Espresso. Espresso is poetry, the most concentrated, distilled form of the language. Samuel Taylor Coleridge wrote: "Prose: words in their best order; poetry: the best words in the best order." Emily Dickinson famously wrote: "If I feel physically as if the top of my head were taken off, I know that is poetry." Get that girl a ristretto!

I remember my first espresso. It was in 1991 when I was an infantry officer at Schofield Barracks. I was at an Italian restaurant I frequented called Bravo in Pearl City, Hawaii, just up the road from Pearl Harbor. (They must be doing something right because they're still going strong.) Bravo serves delicious trattoria-style fare and the thought of their tomato sauce ladled over a plate of fusilli still makes me salivate. They also have real-deal New York cheesecake. Now, for a New Yorker to have been exiled on Oahu wasn't exactly a life-sentence in a Siberian Gulag, but sometimes I hankered for a taste of home. Decent Italian food is easy enough to find, but cheesecake is a Gotham specialty.

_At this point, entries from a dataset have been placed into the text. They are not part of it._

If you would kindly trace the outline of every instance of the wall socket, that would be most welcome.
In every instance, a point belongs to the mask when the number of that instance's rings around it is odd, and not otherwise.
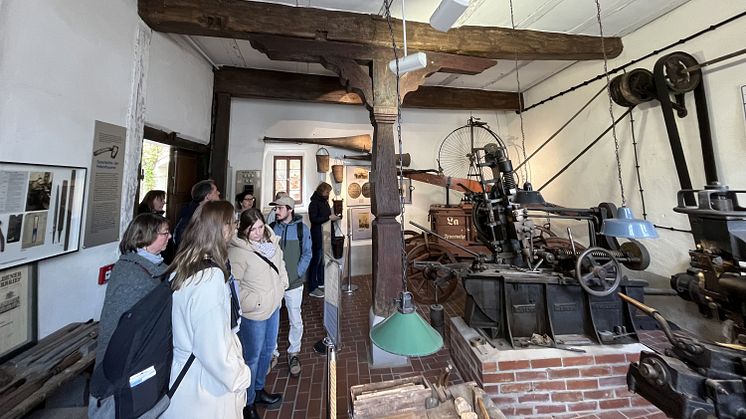
[[[98,268],[98,284],[104,285],[105,283],[109,282],[109,277],[111,277],[111,270],[114,268],[114,264],[106,265]]]

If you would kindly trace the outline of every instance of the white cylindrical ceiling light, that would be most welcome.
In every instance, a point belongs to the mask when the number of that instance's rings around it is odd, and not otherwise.
[[[424,52],[410,54],[399,59],[399,74],[420,70],[427,67],[427,55]],[[396,74],[396,60],[389,61],[389,70]]]
[[[430,26],[441,32],[448,32],[467,7],[469,0],[442,0],[430,17]]]

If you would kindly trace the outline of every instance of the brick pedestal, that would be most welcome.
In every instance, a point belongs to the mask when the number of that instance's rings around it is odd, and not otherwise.
[[[639,343],[583,346],[585,353],[560,349],[498,350],[473,347],[479,334],[460,317],[450,319],[451,358],[464,380],[474,380],[508,417],[665,418],[627,390],[630,362]]]

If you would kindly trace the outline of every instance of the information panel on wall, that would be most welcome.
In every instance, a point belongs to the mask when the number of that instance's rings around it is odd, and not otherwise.
[[[96,121],[84,247],[119,240],[126,135],[124,127]]]
[[[0,162],[0,270],[78,250],[86,169]]]

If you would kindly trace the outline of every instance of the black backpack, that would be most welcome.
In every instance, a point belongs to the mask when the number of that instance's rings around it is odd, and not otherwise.
[[[277,225],[277,221],[272,221],[271,223],[269,223],[269,228],[271,228],[272,231],[274,231],[276,225]],[[301,222],[300,226],[298,226],[295,229],[295,232],[298,233],[298,244],[300,244],[300,250],[301,250],[301,252],[303,251],[303,227],[304,226],[305,226],[305,224],[303,224]],[[283,250],[285,250],[285,249],[283,249]]]
[[[114,396],[117,419],[158,417],[194,362],[191,354],[171,388],[172,294],[164,280],[122,314],[100,367]]]

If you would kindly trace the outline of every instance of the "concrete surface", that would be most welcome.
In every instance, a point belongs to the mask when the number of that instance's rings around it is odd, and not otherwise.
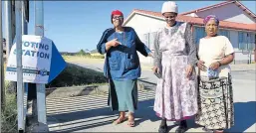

So one evening, my waiter suggested I wash down their velvety rich cheesecake with an espresso. It was an epiphany! Prior to that, coffee had always been a disappointment. As a kid I occasionally snuck a sip of my parents' java and wondered why the hell they'd drink such a bitter brew. It always smelled enticing as the percolator dripped and bubbled, but the taste never lived up to the perfume. Then I had that espresso. Finally, a coffee that actually tasted like . . . coffee! It was the beginning of a beautiful friendship.

One immediately notices the difference in texture: espresso, when properly made, has viscosity. It's dense. The pleasing crema atop the surface, a frothy suede-colored foam, results from the fats and oils in the roasted coffee bean. I'm of the school that there's a correlation between good crema and good espresso.

Once you know what good espresso tastes like you're likely to be often disappointed. Pulling a shot, as they say in the trade, involves many variables: the coffee beans themselves; how the beans are roasted; how they're ground; and the skill of the barista, particularly filling and tamping that fine powder into the basket. So many times I've received an espresso sans crema, almost always the harbinger of a mediocre shot. And how many times has my tongue been scorched by an espresso that's way too hot?

For nearly 20 years I've been making my own espresso. It will come as no surprise that the guy who listens to vinyl LPs and drives a 1967 Mustang uses an old-school rig for his twice-daily shots. My machine is a 2005 Rancilio Silvia (the tech plate underneath the spill tray specifies that the machine's name is Miss Silvia.)

The company, located just outside of Milan, was founded in 1927 by Roberto Rancilio. Miss Silvia made her debut in 1997 and a cult soon grew. Commercial-quality and practically bulletproof, my Signorina is the Sherman tank of espresso machines: simple, inexpensive, and effective. But like a record player, she's strictly analog. You can't just drop a pod in it and press "start." You have to pack and tamp the coffee and learn to temperature surf—riding the sine curve of the internal thermostat which switches the boiler on and off. An orange light tells you when the boiler is heating up; when the light goes off you can make your espresso.

Of course, the other variable is the coffee—type, roast, and grind. Standing alongside Miss Silvia is my grinder, a Mazzer Mini, in which I drop calibrated handfuls of Rocket Blend from Princeton's own Small World Coffee, 26 years young and thriving. Unlike a lot of other coffee houses not named Starbuck's, Small World actually roasts their own coffee. Their House Blend is a great all-purpose bean, but their Rocket Blend yields absolutely superb espresso with an Italian flavor profile of chocolate and amaretto notes and crema on which to float a quarter.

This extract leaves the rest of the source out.